[dpdk-dev] [PATCH v3 2/5] ring: add a non-blocking implementation

Eads, Gage gage.eads at intel.com
Mon Jan 28 19:54:25 CET 2019



> -----Original Message-----
> From: Ola Liljedahl [mailto:Ola.Liljedahl at arm.com]
> Sent: Monday, January 28, 2019 4:36 AM
> To: jerinj at marvell.com; mczekaj at marvell.com; Eads, Gage
> <gage.eads at intel.com>; dev at dpdk.org
> Cc: olivier.matz at 6wind.com; stephen at networkplumber.org; nd
> <nd at arm.com>; Richardson, Bruce <bruce.richardson at intel.com>;
> arybchenko at solarflare.com; Ananyev, Konstantin
> <konstantin.ananyev at intel.com>
> Subject: Re: [dpdk-dev] [PATCH v3 2/5] ring: add a non-blocking implementation
> 
> On Fri, 2019-01-25 at 17:21 +0000, Eads, Gage wrote:
> >
> > >
> > > -----Original Message-----
> > > From: Ola Liljedahl [mailto:Ola.Liljedahl at arm.com]

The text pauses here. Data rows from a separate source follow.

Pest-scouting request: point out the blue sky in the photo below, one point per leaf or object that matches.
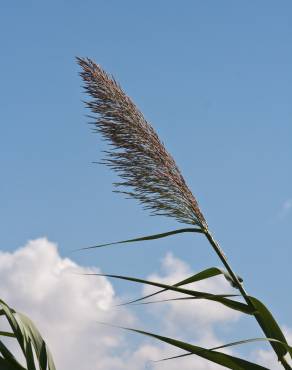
(214, 79)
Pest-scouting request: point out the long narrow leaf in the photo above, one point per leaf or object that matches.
(270, 327)
(7, 355)
(7, 365)
(149, 237)
(202, 275)
(240, 342)
(219, 358)
(212, 297)
(42, 352)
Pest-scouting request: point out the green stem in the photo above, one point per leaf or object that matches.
(238, 285)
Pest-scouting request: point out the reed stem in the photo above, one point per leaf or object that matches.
(238, 285)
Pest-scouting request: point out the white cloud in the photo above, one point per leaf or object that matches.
(36, 280)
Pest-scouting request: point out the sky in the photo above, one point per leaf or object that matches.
(214, 79)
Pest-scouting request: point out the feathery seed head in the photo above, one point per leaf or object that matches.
(149, 173)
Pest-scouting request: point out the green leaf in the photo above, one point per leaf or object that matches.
(245, 341)
(29, 339)
(7, 355)
(7, 365)
(7, 334)
(219, 358)
(270, 327)
(205, 274)
(242, 307)
(149, 237)
(42, 352)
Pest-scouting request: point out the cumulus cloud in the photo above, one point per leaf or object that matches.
(36, 280)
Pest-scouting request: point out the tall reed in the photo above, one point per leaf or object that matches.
(150, 175)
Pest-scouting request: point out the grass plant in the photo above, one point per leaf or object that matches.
(150, 175)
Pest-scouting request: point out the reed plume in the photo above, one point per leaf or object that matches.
(149, 172)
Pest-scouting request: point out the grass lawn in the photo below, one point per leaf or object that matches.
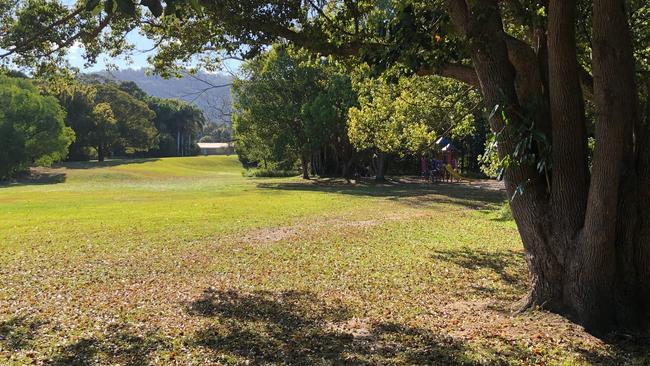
(185, 261)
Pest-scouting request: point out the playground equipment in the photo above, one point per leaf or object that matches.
(455, 175)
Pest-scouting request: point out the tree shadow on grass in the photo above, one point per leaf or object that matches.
(624, 352)
(35, 177)
(106, 163)
(119, 344)
(407, 192)
(505, 263)
(19, 332)
(293, 328)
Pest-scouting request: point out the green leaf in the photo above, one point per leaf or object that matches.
(91, 5)
(109, 5)
(196, 5)
(127, 7)
(154, 6)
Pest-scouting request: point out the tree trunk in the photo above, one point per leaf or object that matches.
(585, 239)
(304, 163)
(380, 175)
(100, 153)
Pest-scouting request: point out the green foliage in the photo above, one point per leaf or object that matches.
(290, 107)
(32, 130)
(404, 115)
(105, 118)
(174, 120)
(213, 132)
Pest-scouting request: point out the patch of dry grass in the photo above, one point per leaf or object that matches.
(186, 262)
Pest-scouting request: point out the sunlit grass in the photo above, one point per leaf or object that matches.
(185, 261)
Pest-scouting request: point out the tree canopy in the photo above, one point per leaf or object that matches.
(540, 66)
(32, 130)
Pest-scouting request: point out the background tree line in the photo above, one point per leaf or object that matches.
(59, 118)
(332, 118)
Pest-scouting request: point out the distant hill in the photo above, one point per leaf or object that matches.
(198, 89)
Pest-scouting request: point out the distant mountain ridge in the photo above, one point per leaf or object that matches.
(210, 92)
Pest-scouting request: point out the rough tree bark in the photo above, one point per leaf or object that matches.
(380, 175)
(586, 235)
(304, 164)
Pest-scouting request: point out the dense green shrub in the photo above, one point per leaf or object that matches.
(32, 128)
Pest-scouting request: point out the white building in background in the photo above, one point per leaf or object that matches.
(216, 148)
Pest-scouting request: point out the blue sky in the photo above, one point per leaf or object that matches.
(136, 60)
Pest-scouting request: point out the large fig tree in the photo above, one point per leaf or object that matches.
(539, 64)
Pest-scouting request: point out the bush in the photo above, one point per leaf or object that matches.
(32, 129)
(269, 173)
(504, 213)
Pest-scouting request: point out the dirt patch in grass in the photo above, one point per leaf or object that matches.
(305, 230)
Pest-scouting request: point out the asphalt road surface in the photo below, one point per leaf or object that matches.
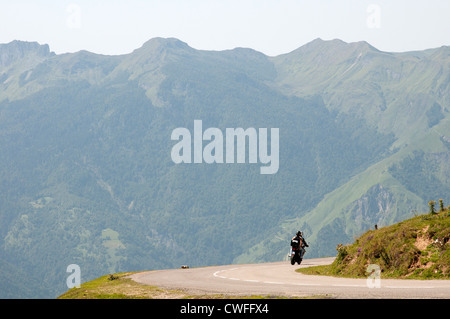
(281, 279)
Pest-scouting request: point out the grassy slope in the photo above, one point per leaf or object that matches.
(417, 248)
(121, 287)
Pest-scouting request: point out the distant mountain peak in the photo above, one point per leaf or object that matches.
(165, 43)
(15, 50)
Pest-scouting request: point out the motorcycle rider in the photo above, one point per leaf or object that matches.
(299, 241)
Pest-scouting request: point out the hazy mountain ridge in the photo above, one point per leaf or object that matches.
(86, 170)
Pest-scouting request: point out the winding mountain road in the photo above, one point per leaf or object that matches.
(281, 279)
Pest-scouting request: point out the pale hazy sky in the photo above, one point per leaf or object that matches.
(272, 27)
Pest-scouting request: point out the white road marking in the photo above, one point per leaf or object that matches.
(216, 274)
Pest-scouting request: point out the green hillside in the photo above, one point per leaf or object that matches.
(416, 248)
(87, 177)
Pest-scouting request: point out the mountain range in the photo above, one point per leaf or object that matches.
(86, 175)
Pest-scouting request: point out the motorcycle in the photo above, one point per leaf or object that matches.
(297, 252)
(296, 255)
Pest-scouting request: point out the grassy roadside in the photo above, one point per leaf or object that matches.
(119, 286)
(417, 248)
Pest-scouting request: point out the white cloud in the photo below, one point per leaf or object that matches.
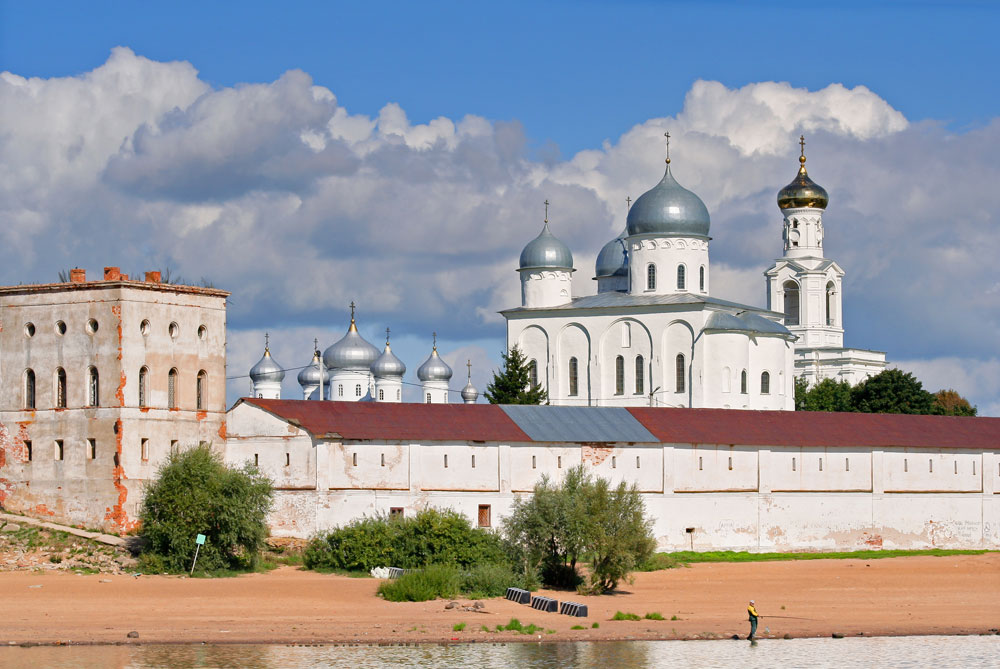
(277, 192)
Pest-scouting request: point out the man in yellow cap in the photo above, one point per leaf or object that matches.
(752, 611)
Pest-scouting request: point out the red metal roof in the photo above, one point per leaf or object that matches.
(397, 422)
(816, 428)
(486, 422)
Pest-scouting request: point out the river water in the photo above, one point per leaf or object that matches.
(962, 652)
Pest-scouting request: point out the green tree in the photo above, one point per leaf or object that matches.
(827, 395)
(950, 403)
(512, 385)
(892, 391)
(196, 493)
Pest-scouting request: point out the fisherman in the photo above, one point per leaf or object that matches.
(752, 611)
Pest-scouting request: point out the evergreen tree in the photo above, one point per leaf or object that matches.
(892, 391)
(511, 385)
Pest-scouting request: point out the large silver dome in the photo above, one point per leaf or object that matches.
(546, 252)
(388, 364)
(352, 352)
(267, 370)
(669, 209)
(611, 259)
(310, 376)
(434, 368)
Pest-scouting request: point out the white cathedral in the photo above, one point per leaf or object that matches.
(652, 335)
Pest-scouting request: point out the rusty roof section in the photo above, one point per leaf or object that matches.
(358, 421)
(29, 288)
(817, 428)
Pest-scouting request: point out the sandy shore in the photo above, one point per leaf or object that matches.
(898, 596)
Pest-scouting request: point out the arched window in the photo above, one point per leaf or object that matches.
(640, 375)
(144, 386)
(61, 388)
(200, 390)
(29, 389)
(791, 302)
(619, 375)
(172, 389)
(829, 302)
(93, 388)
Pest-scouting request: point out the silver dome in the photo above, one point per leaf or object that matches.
(669, 209)
(434, 368)
(611, 259)
(545, 251)
(351, 352)
(469, 392)
(267, 370)
(388, 364)
(310, 376)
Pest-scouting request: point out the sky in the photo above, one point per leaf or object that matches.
(398, 154)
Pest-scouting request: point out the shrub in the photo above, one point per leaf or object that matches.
(430, 537)
(422, 585)
(196, 493)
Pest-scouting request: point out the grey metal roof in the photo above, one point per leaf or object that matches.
(620, 300)
(577, 424)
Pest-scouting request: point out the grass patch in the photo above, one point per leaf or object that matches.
(683, 558)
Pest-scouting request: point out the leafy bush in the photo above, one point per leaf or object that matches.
(196, 493)
(422, 585)
(430, 537)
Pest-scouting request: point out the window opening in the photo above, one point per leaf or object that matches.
(172, 389)
(29, 389)
(574, 385)
(619, 375)
(200, 390)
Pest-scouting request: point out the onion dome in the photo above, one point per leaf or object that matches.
(388, 364)
(469, 393)
(611, 259)
(351, 352)
(434, 368)
(803, 191)
(310, 376)
(545, 251)
(668, 209)
(267, 370)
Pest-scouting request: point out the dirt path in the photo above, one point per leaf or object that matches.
(911, 595)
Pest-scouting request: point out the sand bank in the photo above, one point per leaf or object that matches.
(897, 596)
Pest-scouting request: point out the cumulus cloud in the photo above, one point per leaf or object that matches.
(276, 191)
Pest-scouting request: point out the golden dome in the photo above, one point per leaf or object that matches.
(803, 191)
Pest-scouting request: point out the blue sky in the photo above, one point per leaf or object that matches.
(397, 154)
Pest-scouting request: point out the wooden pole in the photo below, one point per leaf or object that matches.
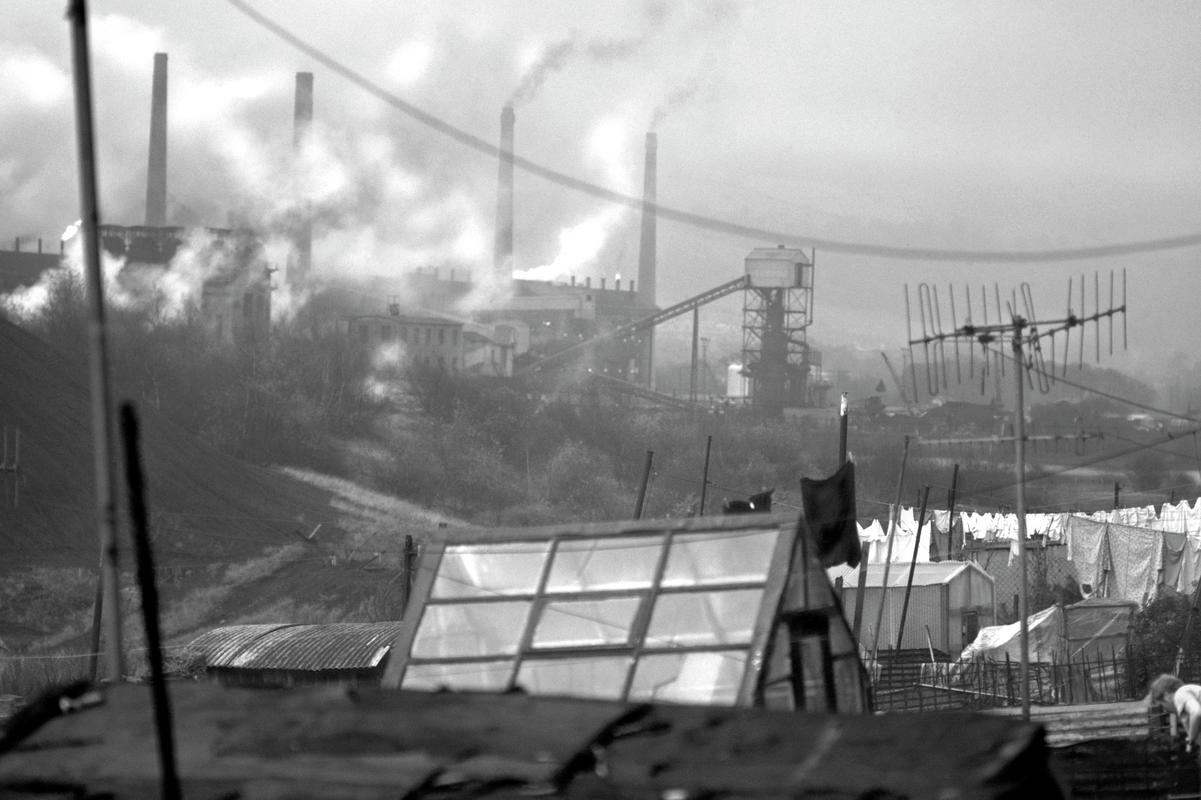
(641, 487)
(950, 515)
(406, 578)
(842, 429)
(1020, 469)
(913, 565)
(136, 485)
(704, 482)
(888, 557)
(101, 390)
(692, 371)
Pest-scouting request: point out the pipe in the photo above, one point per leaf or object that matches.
(302, 132)
(502, 250)
(156, 163)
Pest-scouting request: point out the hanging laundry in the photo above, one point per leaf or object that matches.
(1172, 518)
(1136, 555)
(873, 537)
(1190, 571)
(1088, 550)
(1173, 559)
(1194, 517)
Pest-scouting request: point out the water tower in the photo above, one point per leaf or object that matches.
(777, 310)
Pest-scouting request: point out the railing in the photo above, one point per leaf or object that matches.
(1100, 678)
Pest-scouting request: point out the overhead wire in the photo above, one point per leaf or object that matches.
(700, 220)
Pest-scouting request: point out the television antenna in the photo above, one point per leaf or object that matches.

> > > Sent: Wednesday, January 23, 2019 4:16 AM
> > > To: Eads, Gage <gage.eads at intel.com>; dev at dpdk.org
> > > Cc: olivier.matz at 6wind.com; stephen at networkplumber.org; nd
> > > <nd at arm.com>; Richardson, Bruce <bruce.richardson at intel.com>;
> > > arybchenko at solarflare.com; Ananyev, Konstantin
> > > <konstantin.ananyev at intel.com>
> > > Subject: Re: [dpdk-dev] [PATCH v3 2/5] ring: add a non-blocking
> > > implementation
> > >
> > > On Tue, 2019-01-22 at 21:31 +0000, Eads, Gage wrote:
> > > >
> > > > Hi Ola,
> > > >
> > > > <snip>
> > > >
> > > > >
> > > > >
> > > > > >
> > > > > >
> > > > > > @@ -331,6 +433,319 @@ void rte_ring_dump(FILE *f, const struct
> > > > > > rte_ring *r);
> > > > > >  #endif
> > > > > >  #include "rte_ring_generic_64.h"
> > > > > >
> > > > > > +/* @internal 128-bit structure used by the non-blocking ring
> > > > > > +*/ struct nb_ring_entry {
> > > > > > +	void *ptr; /**< Data pointer */
> > > > > > +	uint64_t cnt; /**< Modification counter */
> > > > > Why not make 'cnt' uintptr_t? This way 32-bit architectures will
> > > > > also be supported. I think there are some claims that DPDK still
> > > > > supports e.g.
> > > > > ARMv7a
> > > > > and possibly also 32-bit x86?
> > > > I chose a 64-bit modification counter because (practically
> > > > speaking) the ABA problem will not occur with such a large counter
> > > > -- definitely not within my lifetime. See the "Discussion" section
> > > > of the commit message for more information.
> > > >
> > > > With a 32-bit counter, there is a very (very) low likelihood of
> > > > it, but it is possible. Personally, I don't feel comfortable
> > > > providing such code, because a) I doubt all users would understand
> > > > the implementation well enough to do the risk/reward analysis, and
> > > > b) such a bug would be near impossible to reproduce and root-cause
> > > > if it did occur.
> > > With a 64-bit counter (and 32-bit pointer), 32-bit architectures (e.g.
> > > ARMv7a and
> > > probably x86 as well) won't be able to support this as they at best
> > > support 64-bit CAS (ARMv7a has LDREXD/STREXD). So you are
> > > essentially putting a 64-bit (and 128-bit CAS) requirement on the
> > > implementation.
> > >
> > Yes, I am. I tried to make that clear in the cover letter.
> >
> > >
> > > >
> > > >
> > > > >
> > > > >
> > > > >
> > > > > >
> > > > > >
> > > > > > +};
> > > > > > +
> > > > > > +/* The non-blocking ring algorithm is based on the original
> > > > > > +rte ring (derived
> > > > > > + * from FreeBSD's bufring.h) and inspired by Michael and
> > > > > > +Scott's non-blocking
> > > > > > + * concurrent queue.
> > > > > > + */
> > > > > > +
> > > > > > +/**
> > > > > > + * @internal
> > > > > > + *   Enqueue several objects on the non-blocking ring
> > > > > > +(single-producer only)
> > > > > > + *
> > > > > > + * @param r
> > > > > > + *   A pointer to the ring structure.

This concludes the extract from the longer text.